2020.

22:38 / Nocturne n°2 de Chopin
Midnight / Coldplay

 

J’écris ici depuis 2010 environ.
Je n’ai rien gardé.
“On ne sait jamais, ça peut toujours servir” est une phrase prononcée par ma mère que j’ai entendu toute ma vie. Alors, bien évidemment, au fil des ans je me suis employée à faire le contraire, par esprit de contradiction stupide, jusqu’à ce que je comprenne à quel point “se débarrasser” a un sens thérapeutique beaucoup plus profond.
Je n’ai quasiment plus écris ici depuis 1 an si ma mémoire est bonne, je n’avais plus rien à dire. J’écrivais tout à l’intérieur de moi. Des paragraphes entiers que je laissais mourir le lendemain, car que dire qui n’a déjà été dit par d’autres, constamment ? J’ai ce vertige de presque 8 milliard de personnes sur cette planète. Tout a forcément été dit, montré, créé, non ?
Après tout les humains ne changent pas, ils ne désirent que l’amour alors font tout le contraire comme de sales gamins capricieux qu’on a envie de gifler entre 2 rayons de supermarché.

Mais si c’était aussi simple de dire “j’arrête” , pourquoi les pages continuaient de s’écrire toutes seules. Ha c’était donc ça …
Plusieurs personnes n’ont pas lâché le morceau et m’ont demandé régulièrement quand est-ce que j’écrivais sur ceci ou cela. Quand est-ce que je reprenais le blog. Quand est-ce que je l’ouvrais à nouveau ? Ha c’était donc ça … Ce besoin de se relier à quelque chose, à quelqu’un. Ce besoin de sentir que l’on est pas seul à tourner et retourner des pensées dans sa tête qui ne sont pas instagramables, censurables à tour de bras, non conforme à la police 2.0, ce beau nouveau Cerbère qui crache sa haine du conformisme en en créant un autre encore plus violent. J’aurai pas voulu être leur voisine en 45.

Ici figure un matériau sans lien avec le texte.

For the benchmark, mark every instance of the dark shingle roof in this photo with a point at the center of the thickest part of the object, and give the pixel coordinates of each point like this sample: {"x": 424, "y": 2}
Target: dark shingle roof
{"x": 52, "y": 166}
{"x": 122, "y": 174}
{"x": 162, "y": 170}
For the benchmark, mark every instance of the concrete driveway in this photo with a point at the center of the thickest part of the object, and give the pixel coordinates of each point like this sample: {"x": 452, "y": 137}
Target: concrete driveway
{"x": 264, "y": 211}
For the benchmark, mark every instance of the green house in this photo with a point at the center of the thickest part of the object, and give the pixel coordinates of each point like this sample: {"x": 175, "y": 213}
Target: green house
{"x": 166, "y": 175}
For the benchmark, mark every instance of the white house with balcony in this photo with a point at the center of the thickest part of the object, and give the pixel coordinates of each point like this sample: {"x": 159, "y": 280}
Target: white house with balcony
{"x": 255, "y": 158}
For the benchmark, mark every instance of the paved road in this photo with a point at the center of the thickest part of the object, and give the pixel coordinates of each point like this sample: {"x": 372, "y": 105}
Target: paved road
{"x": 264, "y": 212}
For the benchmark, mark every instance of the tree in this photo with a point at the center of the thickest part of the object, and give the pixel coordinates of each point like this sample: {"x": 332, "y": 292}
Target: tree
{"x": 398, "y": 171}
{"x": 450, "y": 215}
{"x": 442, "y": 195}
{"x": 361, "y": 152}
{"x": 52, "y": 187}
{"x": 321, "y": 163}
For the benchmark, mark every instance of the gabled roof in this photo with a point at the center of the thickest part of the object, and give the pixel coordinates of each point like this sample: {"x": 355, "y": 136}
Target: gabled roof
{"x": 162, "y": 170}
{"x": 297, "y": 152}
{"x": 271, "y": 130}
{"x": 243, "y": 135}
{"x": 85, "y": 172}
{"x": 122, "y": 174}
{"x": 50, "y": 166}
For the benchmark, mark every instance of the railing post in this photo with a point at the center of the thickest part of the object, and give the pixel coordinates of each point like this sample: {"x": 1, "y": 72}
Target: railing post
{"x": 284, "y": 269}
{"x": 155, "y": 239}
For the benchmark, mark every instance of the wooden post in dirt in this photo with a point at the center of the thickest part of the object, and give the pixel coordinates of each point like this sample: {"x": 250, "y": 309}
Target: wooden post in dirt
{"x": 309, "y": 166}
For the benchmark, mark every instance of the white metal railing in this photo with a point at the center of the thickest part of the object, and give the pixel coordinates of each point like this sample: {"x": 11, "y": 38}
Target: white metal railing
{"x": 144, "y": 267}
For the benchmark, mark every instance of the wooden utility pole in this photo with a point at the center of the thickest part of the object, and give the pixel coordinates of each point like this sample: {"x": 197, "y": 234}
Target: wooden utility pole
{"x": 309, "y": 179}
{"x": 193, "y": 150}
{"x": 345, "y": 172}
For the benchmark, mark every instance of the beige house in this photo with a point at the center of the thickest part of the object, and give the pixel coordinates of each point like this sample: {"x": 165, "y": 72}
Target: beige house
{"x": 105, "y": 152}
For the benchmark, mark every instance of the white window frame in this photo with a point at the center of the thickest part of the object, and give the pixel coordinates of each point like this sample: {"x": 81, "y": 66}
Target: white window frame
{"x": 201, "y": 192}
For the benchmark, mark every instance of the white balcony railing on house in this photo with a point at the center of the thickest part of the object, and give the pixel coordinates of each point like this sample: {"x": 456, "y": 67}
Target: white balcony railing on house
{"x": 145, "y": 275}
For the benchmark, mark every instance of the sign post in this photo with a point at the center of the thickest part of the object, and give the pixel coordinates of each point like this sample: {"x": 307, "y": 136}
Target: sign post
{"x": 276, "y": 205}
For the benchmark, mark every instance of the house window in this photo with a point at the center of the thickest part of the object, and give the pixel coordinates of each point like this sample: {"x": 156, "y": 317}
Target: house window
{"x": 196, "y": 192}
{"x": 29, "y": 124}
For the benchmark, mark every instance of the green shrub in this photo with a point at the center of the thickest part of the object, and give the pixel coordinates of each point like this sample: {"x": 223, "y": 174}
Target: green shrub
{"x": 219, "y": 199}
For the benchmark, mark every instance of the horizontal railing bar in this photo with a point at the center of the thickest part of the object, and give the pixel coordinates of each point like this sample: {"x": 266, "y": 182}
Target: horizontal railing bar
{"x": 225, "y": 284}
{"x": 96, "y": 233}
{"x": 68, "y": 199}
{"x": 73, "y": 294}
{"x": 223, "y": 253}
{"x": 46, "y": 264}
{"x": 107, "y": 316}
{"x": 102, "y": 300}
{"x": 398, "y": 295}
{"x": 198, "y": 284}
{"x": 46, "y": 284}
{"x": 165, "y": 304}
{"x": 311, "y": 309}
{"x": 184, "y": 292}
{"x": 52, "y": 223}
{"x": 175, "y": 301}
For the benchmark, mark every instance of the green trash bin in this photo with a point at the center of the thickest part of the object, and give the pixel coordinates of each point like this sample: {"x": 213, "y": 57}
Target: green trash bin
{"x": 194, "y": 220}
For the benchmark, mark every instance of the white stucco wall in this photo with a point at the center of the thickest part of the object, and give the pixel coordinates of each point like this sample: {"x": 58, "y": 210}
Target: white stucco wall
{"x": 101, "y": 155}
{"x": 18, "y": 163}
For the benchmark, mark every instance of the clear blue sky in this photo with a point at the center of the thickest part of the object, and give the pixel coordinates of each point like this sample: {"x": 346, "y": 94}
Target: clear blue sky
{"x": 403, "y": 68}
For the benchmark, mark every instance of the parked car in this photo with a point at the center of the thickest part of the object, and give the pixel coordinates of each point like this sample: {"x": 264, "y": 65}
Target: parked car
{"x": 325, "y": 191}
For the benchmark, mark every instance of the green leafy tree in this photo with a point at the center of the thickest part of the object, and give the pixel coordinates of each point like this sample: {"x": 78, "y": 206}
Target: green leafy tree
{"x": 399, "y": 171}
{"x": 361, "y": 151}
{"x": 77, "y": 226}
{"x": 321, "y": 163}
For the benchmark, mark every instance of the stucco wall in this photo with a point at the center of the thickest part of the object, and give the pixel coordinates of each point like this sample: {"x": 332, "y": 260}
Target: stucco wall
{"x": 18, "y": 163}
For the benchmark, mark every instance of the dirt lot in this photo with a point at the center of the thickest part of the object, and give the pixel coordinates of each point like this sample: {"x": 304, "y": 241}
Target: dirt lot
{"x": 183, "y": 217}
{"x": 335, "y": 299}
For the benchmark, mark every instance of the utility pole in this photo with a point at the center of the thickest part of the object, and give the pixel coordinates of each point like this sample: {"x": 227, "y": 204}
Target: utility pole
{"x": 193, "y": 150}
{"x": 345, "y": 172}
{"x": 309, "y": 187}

Je n’avais plus rien à dire n’est sans doute pas si juste, il serait plus honnête de dire que j’avais peur de m’exprimer à nouveau, en plus d’être prise d’une léthargie désabusée voire monstrueusement ironique et acerbe la plupart du temps. Je me disais qu’il ne fallait pas écrire pendant ces moments là, que j’allais être bonne à mettre au pilori comme tant de fois passées par les flics de la morale qui savent si bien ce qui est communément acceptable ou ne l’est pas dans des domaines, groupes et partis se disant hors normes. Finalement je devrais peut-être les remercier, c’est grâce à eux que pendant toute l’année 2019 ma sale âme d’anarchiste s’est dit qu’il serait sans doute temps d’arrêter de penser que c’est en se taisant que ça ne me fera plus trop mal (i mean, how the fuck is this logic ?!…), et que le sacro-saint “mais je ne suis lue par personne à quoi bon écrire si je n’ai pas tant de retours/commentaires/partages” ne rime décidément à rien. Ecrire pour soi est déjà bien assez.
Avec Insta je suis rentrée dans un système dont les limites sont très facilement et rapidement atteignables, quiconque n’a déjà pas spécialement l’esprit de compétition ni un masque trop développé se retrouve vite aliéné et en souffrance si d’autres pathologies s’en mêlent.  La photo étant (re)devenue mon medium d’expression principal je me suis confrontée à ce système, j’en ai fait le tour, et comme n’importe quel système mis en place, j’en sors. Pas physiquement, car c’est une bonne plateforme pour partager ce que l’on fait, mais mentalement. Comme ici avec l’écriture. En ce début d’année j’ai compris qu’il fallait dépasser le cadre pour trouver quelque chose de plus sincère, en soi, et pour ce que l’on veut communiquer aux autres.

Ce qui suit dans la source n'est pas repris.